Below is a short list. None of these are exotic. What separates CFOs who run profitable specialty contracting businesses from CFOs who chase variances in arrears is rarely the sophistication of the metrics. It is the cadence and the data quality behind them.
Labor cost variance by cost code
The first metric on the list, and the one most likely to flag trouble before anything else does, is labor cost variance at the cost code level. Project-level variance is too coarse. A job can be 5 percent over on labor in aggregate while two cost codes are running 30 percent over and three are running under, and the executive summary will hide all of it.
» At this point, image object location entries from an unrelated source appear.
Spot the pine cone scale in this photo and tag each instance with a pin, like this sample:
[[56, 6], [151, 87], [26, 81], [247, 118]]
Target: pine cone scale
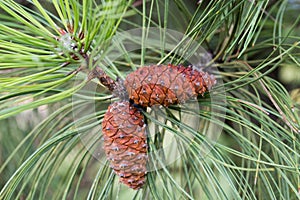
[[125, 143]]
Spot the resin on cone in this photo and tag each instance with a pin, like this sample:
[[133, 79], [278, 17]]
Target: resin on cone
[[166, 84], [125, 143]]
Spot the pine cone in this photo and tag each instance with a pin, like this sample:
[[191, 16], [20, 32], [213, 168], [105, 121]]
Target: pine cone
[[166, 84], [125, 144]]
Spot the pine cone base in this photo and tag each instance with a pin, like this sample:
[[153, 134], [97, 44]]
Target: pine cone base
[[125, 143], [166, 84]]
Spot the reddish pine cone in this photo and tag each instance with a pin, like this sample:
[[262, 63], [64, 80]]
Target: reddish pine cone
[[166, 84], [125, 138]]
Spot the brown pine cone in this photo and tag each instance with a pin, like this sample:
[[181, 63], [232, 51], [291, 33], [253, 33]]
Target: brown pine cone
[[125, 143], [166, 84]]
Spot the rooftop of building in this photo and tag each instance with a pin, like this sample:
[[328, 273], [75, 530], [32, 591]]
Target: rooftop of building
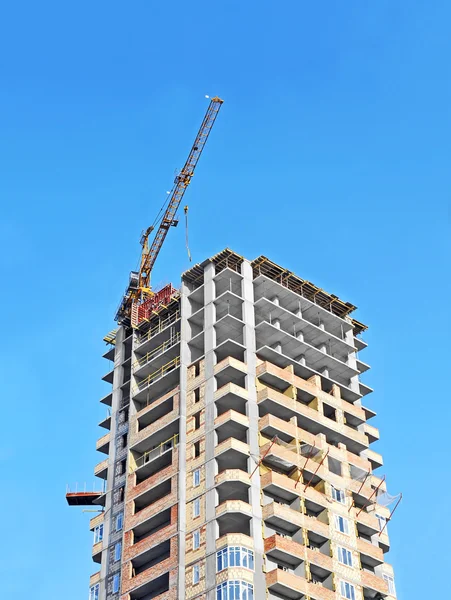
[[263, 266]]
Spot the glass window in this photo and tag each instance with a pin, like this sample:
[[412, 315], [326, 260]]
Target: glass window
[[344, 556], [347, 590], [338, 495], [391, 584], [196, 540], [341, 524], [98, 534], [381, 520], [196, 477], [118, 551], [235, 590], [94, 592], [196, 574], [234, 556], [116, 583]]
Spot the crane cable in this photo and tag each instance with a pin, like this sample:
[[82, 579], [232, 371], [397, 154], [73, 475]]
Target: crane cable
[[186, 227]]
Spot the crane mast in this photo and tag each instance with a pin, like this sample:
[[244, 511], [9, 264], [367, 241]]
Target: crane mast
[[139, 287]]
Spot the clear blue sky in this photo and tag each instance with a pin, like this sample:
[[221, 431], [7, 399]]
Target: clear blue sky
[[331, 156]]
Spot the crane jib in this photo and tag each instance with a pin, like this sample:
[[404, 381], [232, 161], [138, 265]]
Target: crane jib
[[134, 294]]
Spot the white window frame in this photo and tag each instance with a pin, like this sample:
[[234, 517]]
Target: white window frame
[[390, 582], [196, 539], [94, 591], [116, 583], [344, 556], [196, 574], [347, 590], [98, 533], [235, 589], [345, 524], [234, 556], [118, 551], [338, 495], [382, 521], [196, 477]]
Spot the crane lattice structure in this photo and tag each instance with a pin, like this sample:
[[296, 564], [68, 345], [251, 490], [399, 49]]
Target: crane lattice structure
[[139, 288]]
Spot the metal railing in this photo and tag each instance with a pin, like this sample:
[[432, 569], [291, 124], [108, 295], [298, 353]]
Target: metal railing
[[156, 452], [159, 327], [140, 362], [158, 374]]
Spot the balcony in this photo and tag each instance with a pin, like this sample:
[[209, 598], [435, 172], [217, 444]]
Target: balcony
[[106, 422], [155, 589], [228, 280], [101, 469], [154, 411], [332, 324], [275, 403], [153, 460], [158, 357], [371, 554], [313, 333], [229, 327], [156, 433], [232, 454], [108, 399], [159, 382], [103, 444], [234, 516], [292, 352], [231, 396], [280, 549], [108, 377], [371, 432], [97, 552], [231, 424], [292, 586], [373, 585], [154, 337], [232, 484], [230, 370], [95, 578]]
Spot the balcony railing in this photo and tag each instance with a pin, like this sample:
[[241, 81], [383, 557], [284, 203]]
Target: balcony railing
[[143, 360], [158, 374], [155, 452], [159, 327]]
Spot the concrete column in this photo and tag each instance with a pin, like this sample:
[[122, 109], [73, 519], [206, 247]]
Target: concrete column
[[352, 362], [210, 442], [185, 360], [255, 491], [108, 522]]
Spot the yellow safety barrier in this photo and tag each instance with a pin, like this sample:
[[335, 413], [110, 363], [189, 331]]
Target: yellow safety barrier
[[158, 374], [155, 452], [159, 327]]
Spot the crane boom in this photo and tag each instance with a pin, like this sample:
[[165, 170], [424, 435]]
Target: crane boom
[[139, 285]]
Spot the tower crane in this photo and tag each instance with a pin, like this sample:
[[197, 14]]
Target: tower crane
[[139, 288]]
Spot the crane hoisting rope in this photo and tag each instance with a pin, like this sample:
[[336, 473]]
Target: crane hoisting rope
[[186, 228], [139, 287]]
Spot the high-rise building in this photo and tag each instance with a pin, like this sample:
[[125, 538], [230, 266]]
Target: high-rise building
[[238, 447]]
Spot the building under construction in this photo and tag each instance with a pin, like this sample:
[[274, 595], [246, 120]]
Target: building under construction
[[238, 462]]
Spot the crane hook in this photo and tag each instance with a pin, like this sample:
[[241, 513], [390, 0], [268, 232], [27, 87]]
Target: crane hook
[[186, 226]]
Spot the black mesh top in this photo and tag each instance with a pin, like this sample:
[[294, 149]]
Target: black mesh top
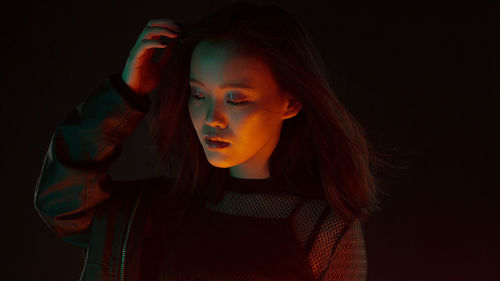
[[256, 229]]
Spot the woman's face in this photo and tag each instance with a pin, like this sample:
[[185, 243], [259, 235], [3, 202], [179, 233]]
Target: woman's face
[[235, 98]]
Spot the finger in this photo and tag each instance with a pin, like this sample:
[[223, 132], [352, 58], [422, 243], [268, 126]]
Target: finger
[[169, 23], [168, 53], [150, 32], [147, 46]]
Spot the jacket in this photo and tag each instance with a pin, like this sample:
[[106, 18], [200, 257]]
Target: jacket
[[82, 205]]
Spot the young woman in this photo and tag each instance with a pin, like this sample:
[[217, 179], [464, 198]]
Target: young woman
[[267, 176]]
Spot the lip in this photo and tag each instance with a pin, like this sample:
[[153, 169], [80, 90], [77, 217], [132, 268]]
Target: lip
[[215, 144], [215, 138]]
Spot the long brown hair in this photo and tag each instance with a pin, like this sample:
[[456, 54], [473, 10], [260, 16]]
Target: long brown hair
[[323, 145]]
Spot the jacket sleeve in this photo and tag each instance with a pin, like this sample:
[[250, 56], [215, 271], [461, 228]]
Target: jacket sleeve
[[348, 260], [74, 179]]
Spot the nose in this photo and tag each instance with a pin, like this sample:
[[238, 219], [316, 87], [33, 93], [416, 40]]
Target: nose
[[215, 117]]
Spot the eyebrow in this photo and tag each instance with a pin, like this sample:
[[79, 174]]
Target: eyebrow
[[240, 85]]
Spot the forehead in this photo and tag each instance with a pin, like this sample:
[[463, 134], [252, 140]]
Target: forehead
[[216, 63]]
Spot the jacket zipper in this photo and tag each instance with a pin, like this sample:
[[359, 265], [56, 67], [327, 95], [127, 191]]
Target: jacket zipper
[[124, 249]]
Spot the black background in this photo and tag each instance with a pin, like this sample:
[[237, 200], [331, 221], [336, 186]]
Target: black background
[[422, 80]]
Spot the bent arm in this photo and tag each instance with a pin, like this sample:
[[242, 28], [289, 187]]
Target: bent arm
[[74, 179], [348, 260]]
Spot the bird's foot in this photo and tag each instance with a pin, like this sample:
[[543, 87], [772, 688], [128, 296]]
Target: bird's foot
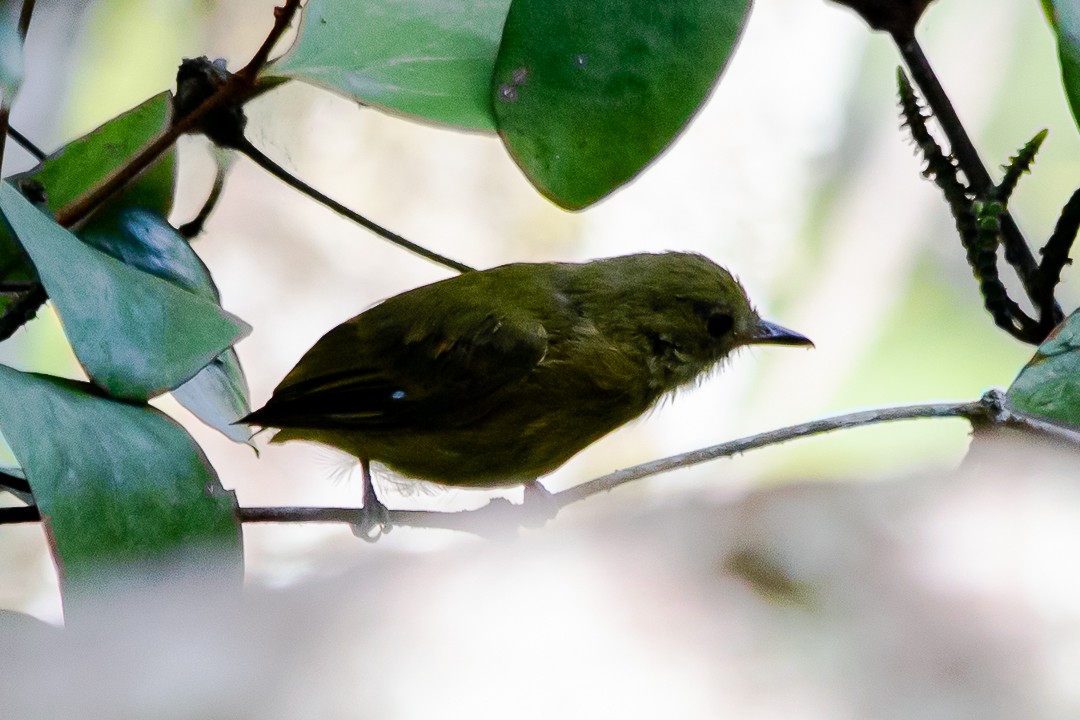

Labor is the largest controllable cost on most specialty contracting projects. The Construction Financial Management Association, citing FMI research, notes that labor costs typically account for 15 to 30 percent of total project costs on heavy and civil work, and the share runs higher on most trade contractor jobs. CFMA also points out that cost-to-complete forecasting, which depends on accurate weekly labor data, is one of the markers that distinguishes higher-margin contractors from lower-margin ones.
Weekly variance at the cost code level should be the first report a CFO opens on Monday morning. Anything more than a 5 percent deviation on an active cost code is a conversation. Anything more than 10 percent is an action item.
Hours-to-budget by project, weekly
Closely related, but worth tracking separately, is hours-to-budget. This is the simpler version of the same question: are the hours being burned tracking against what was estimated? It is the leading indicator that catches problems before they show up in dollars.
The reason to keep it separate is that wage inflation, classification mix, and burden rates can all distort the dollar view. Hours are cleaner. If a crew estimated at 600 hours has burned 450 by the end of week three on a four-week scope, that is a problem regardless of what the dollar variance looks like.
This metric depends on knowing, with confidence, who was on the job and for how long. That is harder than it should be. The 2023 FMI Labor Productivity Study, which surveyed more than 250 senior leaders from labor-intensive self-performing contractors, found that 60 percent of respondents believe 11 percent or more of field labor costs are wasted or unproductive, with industry-wide losses estimated at $30 billion to $40 billion annually. The study also found that 79 percent of contractors believe they could improve labor productivity by 6 percent or more with better management practices. Most of that improvement starts with knowing where the hours actually go.
T&M billing readiness
For specialty contractors doing time-and-materials work, weekly T&M billing readiness is non-negotiable. The question is simple: of the T&M hours worked this week, what percentage are documented well enough to bill without dispute?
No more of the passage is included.